Amy Casey’s painted world is a precarious one. There, houses on stilts stand teetering on the brink of collapse or hang upside-down above an unseen abyss, roads resemble roller-coasters, and everything is always askew and asymmetrical. If these disturbing ‘burbs are populated at all, chances are good it will be with the small, twisted creatures that fascinate Casey and often arise from her recurring apocalyptic dreams, during which buildings disintegrate and animals stampede all around her.

Casey, who likes to characterize her art as “landscapes without land” and leave it at that, uses her work as a way of reconciling the unavoidable catastrophes that we all face. The Indian Ocean tsunami of 2004, for example, deeply affected her, especially since she had friends in Thailand. By creating series of paintings that depict imaginary small towns, however, Casey can dictate the disasters her structures and creatures encounter, and help them clean up and rebuild afterward. So, it could be her way of quelling the panic we feel with real-life disasters and addressing our human vulnerabilities, or, she confesses, maybe she’s just a control freak.

Either way, at the young age of 33, the 1999 graduate of the Cleveland Institute of Art, where she now works as the project coordinator for the Reinberger Galleries, has already carved out a national reputation, with recent solo exhibitions in Chicago, Los Angeles, and San Francisco.

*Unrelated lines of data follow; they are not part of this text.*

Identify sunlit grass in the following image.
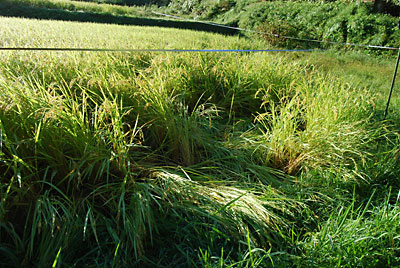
[0,18,398,267]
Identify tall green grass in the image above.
[0,18,398,267]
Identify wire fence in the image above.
[0,47,323,53]
[152,11,399,50]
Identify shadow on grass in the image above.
[0,1,238,35]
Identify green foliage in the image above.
[0,18,399,267]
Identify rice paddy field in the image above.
[0,17,400,267]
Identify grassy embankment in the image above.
[0,0,237,35]
[0,14,400,267]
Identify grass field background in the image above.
[0,17,400,267]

Cleveland artist and critic Douglas Max Utter, who has written extensively about Casey’s work, ranks her “among the most accomplished painters of her generation currently showing anywhere in the US,” and predicts that “her career will continue to progress on a national and international level.”

Growing up in Erie, Pennsylvania, where she was a “giant bookworm” with aspirations of becoming an artist or a writer, Casey first truly acknowledged her visual art gifts when her high school guidance counselors gently directed her into the School of Performing Individual Arts. They then “twisted her arm,” she claims, and enrolled the reluctant artist into a summer program known as the Governor’s School of Excellence in the Arts, where she was impressed by the numerous other young participants from across the state who were so passionate about creating art.

She went on to earn her BFA in Painting from CIA, and then launched her career with a variety of solo, group, and two-person exhibitions at regional galleries, such as SPACES, The Museum of Contemporary Art, and Moxie DaDA in Pittsburgh, before staking her claim nationally, where her work has been shown at ZG Gallery in Chicago, POV Evolving in LA, Limited Addiction Gallery in Denver, and the Michael Rosenthal Gallery in San Francisco, among others.

Additionally, Casey has already won numerous awards, including Juror’s Mention, National Works on Paper Exhibition (2008), an Ohio Arts Council Individual Excellence Award (2007), Artist in Residence at Zygote Press in Cleveland (2006), and a Full Fellowship Award at The Vermont Studio Center (2003).

Ultimately, Casey says she prefers to just keep painting and let her works evolve gradually, rather than linger over previous pieces. Fortunately, there are plenty of others willing to do that for her.